The Sheffield, UK-based operation is already in 11 international markets and is hoping to set up an operation in the country soon.

"I have been on a China-British Business Council trade mission recently and I didn't get any sense among those on that trip that there was any lack of enthusiasm for doing business in China," he said.

Newey believes the company provides the sort of specialized service for which there is a gap in the market.

"We help people who are out of work get back into jobs and we believe we could play a role in China," he said.

Eric Schmidt, chairman of China Entrepreneurs, a Beijing-based organization which promotes entrepreneurship and works with a number of foreign companies, said in some aspects the market is tougher.

"The government is trying to promote local businesses and help them succeed and that can have an impact on foreign businesses, but it really depends on which sector," he said.

"In other technology sectors such as clean energy, however, there are a lot of opportunities for foreign companies."

Cheryl Tang, director of The Beijing Axis, a consultancy which works with many foreign multinationals, mainly in mining and natural resources sectors, said there are now more opportunities for small- and medium-sized (SME) companies than bigger companies in China.

"There seems not so much space for bigger companies to come to China. I see a lot of opportunities for SMEs to come here with unique products and services. Currently, we are helping an automotive lubricants company and they are doing well here because they have products their competitors simply don't have, " she said.

Wu at the Guanghua School of Management said one of the barriers to entering China - that companies had to develop different strategies for different regions of the country - seems to be disappearing.

He said a one-size-fits-all strategy for China would have a better chance of working now than ever before.

"It actually defies traditional theories of comparative advantage. As areas of the country develop they should in theory develop areas of specialization in particular sectors or industries. What seems to be happening in China is that everywhere is becoming more uniform," he said.

Tse, whose new book on tackling the China market, The China Strategy, has just been published, said for those who haven't entered the China market there are "leapfrogging" opportunities, where established companies in the country have yet to catch up with an international consumer trend or an advancement in technology.
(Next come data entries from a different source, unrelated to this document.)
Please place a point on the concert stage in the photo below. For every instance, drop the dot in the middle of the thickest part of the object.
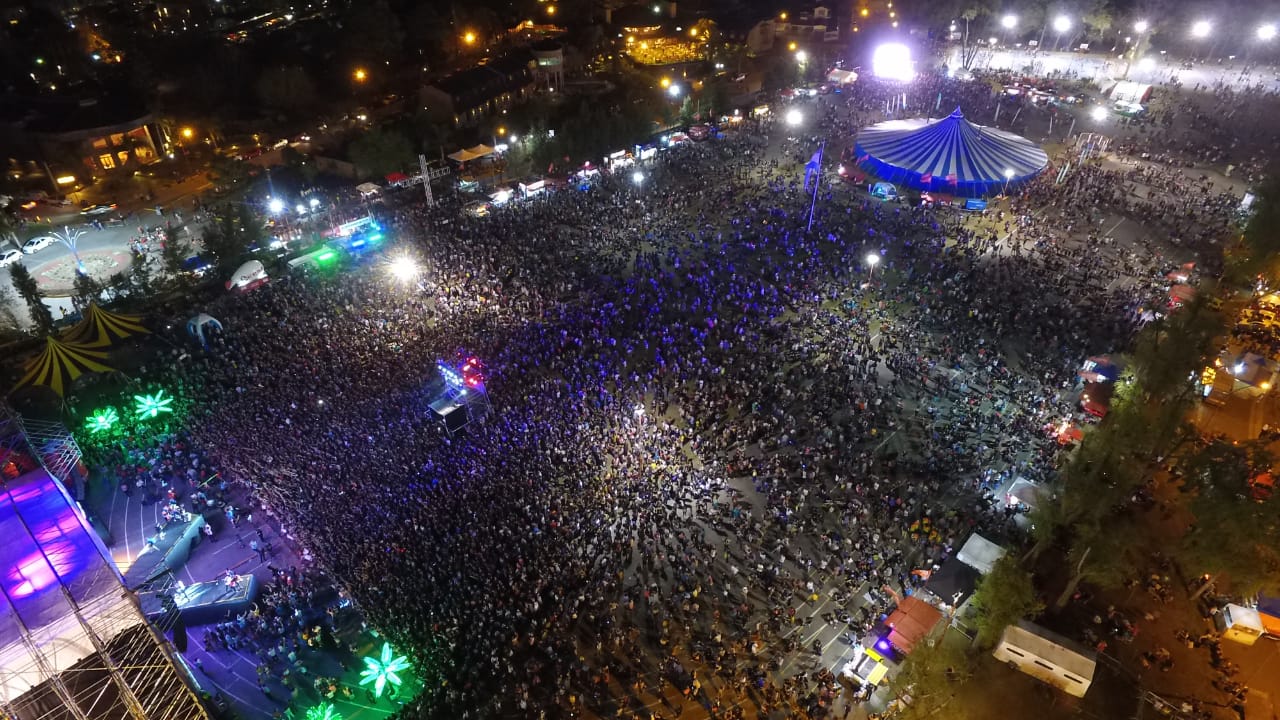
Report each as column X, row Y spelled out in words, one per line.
column 169, row 552
column 204, row 602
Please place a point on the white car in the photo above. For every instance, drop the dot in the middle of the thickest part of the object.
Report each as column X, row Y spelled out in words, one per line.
column 37, row 244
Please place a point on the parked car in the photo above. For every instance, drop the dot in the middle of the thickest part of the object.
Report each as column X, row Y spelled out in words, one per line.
column 196, row 267
column 37, row 244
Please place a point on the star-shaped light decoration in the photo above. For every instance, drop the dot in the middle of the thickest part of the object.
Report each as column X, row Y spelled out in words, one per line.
column 101, row 420
column 323, row 711
column 383, row 670
column 151, row 405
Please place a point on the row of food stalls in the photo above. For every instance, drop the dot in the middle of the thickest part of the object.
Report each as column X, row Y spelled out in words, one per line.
column 944, row 602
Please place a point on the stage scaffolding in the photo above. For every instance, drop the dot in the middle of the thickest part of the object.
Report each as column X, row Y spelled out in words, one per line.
column 74, row 643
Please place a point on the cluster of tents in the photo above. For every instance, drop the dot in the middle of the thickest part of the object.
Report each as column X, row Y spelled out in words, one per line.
column 83, row 347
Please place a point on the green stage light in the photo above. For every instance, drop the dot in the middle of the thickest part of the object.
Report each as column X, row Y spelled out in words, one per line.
column 383, row 670
column 323, row 711
column 101, row 420
column 151, row 405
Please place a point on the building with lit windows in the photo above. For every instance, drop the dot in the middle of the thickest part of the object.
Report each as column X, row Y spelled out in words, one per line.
column 83, row 139
column 467, row 96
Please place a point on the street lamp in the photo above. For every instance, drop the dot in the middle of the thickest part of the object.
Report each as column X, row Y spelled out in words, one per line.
column 872, row 260
column 1061, row 24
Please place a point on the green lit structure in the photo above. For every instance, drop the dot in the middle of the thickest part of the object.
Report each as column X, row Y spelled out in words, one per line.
column 151, row 405
column 101, row 419
column 383, row 670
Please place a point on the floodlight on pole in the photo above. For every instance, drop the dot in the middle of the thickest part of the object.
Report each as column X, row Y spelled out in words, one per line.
column 403, row 268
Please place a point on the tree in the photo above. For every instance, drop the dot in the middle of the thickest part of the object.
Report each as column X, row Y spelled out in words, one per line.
column 1235, row 534
column 140, row 274
column 176, row 251
column 28, row 290
column 929, row 680
column 86, row 290
column 380, row 151
column 224, row 242
column 1098, row 18
column 286, row 87
column 1004, row 596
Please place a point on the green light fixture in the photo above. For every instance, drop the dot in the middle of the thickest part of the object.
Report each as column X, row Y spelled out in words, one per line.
column 101, row 419
column 151, row 405
column 383, row 670
column 323, row 711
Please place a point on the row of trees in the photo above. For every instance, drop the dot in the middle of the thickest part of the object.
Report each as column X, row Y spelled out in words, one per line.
column 1089, row 525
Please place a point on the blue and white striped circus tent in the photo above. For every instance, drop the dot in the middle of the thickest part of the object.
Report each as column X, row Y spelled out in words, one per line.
column 949, row 155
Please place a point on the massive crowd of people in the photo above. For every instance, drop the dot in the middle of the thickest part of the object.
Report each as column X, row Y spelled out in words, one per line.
column 705, row 418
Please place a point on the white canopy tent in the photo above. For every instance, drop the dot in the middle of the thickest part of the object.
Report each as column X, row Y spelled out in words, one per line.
column 469, row 154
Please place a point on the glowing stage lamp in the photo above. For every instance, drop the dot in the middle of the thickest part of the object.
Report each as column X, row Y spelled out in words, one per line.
column 323, row 711
column 383, row 670
column 151, row 405
column 101, row 420
column 892, row 60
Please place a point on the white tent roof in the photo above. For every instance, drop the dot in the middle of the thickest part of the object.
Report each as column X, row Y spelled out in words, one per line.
column 979, row 554
column 841, row 76
column 469, row 154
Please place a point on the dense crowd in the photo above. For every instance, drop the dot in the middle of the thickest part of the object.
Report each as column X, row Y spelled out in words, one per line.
column 705, row 418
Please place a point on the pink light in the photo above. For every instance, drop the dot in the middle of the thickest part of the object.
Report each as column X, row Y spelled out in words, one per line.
column 32, row 574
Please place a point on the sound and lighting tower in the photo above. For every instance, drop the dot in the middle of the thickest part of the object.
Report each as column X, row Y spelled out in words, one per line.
column 73, row 641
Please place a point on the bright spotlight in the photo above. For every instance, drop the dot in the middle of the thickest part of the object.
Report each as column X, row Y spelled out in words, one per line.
column 405, row 268
column 892, row 60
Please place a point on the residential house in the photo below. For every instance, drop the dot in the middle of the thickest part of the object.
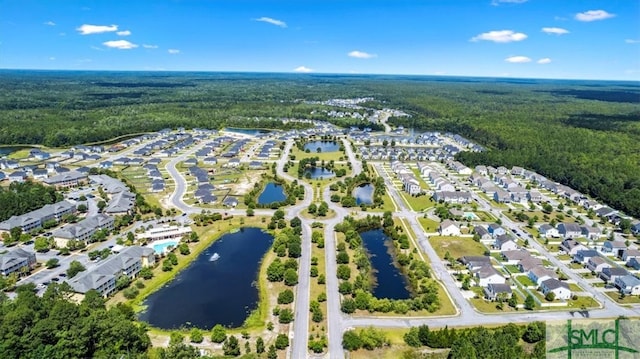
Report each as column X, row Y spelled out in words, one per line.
column 571, row 246
column 103, row 277
column 83, row 230
column 558, row 288
column 65, row 180
column 548, row 231
column 163, row 232
column 448, row 228
column 628, row 284
column 610, row 274
column 505, row 243
column 596, row 264
column 569, row 230
column 35, row 219
column 495, row 290
column 17, row 260
column 17, row 176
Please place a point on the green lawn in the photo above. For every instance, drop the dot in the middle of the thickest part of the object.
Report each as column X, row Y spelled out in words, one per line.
column 419, row 203
column 456, row 246
column 629, row 299
column 428, row 225
column 525, row 281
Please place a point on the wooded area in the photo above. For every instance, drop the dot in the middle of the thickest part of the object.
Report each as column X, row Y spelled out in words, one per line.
column 585, row 134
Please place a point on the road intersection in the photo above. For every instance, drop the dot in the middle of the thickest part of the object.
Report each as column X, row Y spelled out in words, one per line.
column 337, row 322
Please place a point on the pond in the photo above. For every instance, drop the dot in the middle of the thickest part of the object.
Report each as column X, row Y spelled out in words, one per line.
column 272, row 192
column 324, row 146
column 363, row 193
column 390, row 282
column 212, row 291
column 246, row 131
column 318, row 173
column 5, row 151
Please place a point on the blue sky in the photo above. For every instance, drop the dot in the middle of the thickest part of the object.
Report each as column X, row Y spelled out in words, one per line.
column 575, row 39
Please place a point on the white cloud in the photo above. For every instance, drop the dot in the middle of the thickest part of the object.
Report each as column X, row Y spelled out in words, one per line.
column 361, row 54
column 517, row 59
column 555, row 30
column 302, row 69
column 120, row 44
column 86, row 29
column 272, row 21
column 502, row 36
column 593, row 15
column 498, row 2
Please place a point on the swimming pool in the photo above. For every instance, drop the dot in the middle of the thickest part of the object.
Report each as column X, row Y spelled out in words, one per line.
column 161, row 246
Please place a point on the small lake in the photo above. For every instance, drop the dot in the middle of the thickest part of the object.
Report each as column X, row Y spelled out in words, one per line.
column 324, row 146
column 246, row 131
column 208, row 292
column 5, row 151
column 363, row 193
column 318, row 172
column 272, row 192
column 391, row 283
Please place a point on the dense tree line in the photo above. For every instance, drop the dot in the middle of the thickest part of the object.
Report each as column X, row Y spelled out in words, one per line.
column 357, row 293
column 480, row 342
column 22, row 197
column 570, row 131
column 52, row 326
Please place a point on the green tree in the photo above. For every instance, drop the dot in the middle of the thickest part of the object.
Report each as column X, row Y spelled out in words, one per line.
column 282, row 341
column 285, row 316
column 351, row 340
column 146, row 273
column 285, row 297
column 52, row 263
column 529, row 302
column 231, row 346
column 41, row 244
column 290, row 277
column 218, row 334
column 75, row 267
column 259, row 345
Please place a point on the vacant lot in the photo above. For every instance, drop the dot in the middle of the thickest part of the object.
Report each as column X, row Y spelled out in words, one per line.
column 456, row 246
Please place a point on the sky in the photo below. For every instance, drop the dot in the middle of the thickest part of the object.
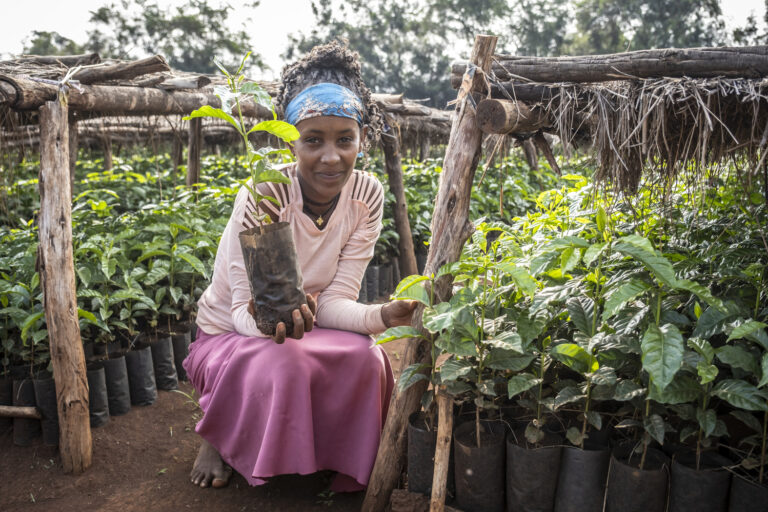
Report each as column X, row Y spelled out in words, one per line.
column 271, row 22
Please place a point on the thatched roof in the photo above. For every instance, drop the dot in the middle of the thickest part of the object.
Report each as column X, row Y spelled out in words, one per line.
column 638, row 119
column 140, row 100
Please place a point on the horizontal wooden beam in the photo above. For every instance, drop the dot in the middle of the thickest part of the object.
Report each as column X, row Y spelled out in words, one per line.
column 25, row 94
column 505, row 116
column 121, row 70
column 735, row 62
column 8, row 411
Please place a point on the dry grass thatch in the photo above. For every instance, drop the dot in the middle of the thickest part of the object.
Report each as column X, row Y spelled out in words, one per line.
column 660, row 127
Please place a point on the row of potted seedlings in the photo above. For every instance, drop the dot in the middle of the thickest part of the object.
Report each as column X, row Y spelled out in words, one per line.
column 592, row 370
column 138, row 275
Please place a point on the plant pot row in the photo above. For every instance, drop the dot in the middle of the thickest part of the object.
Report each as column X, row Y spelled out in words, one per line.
column 379, row 281
column 506, row 473
column 115, row 383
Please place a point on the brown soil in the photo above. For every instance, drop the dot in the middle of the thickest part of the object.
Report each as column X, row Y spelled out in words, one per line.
column 141, row 463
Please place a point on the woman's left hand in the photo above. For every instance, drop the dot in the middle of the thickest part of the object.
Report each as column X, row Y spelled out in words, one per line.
column 398, row 312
"China's development is never a linear or incremental phenomenon but often non linear so that outside companies can always leapfrog over incumbents," he said.

He insists, however, that whether the market has got more difficult to enter or not, foreign companies have to have a more sophisticated approach than ever before.

"You can no longer put your B or C team in China but you have to send you're a team. It is not a matter of plugging them in and playing either. They have got to appreciate the local context and that doesn't come naturally to a lot of people," he said.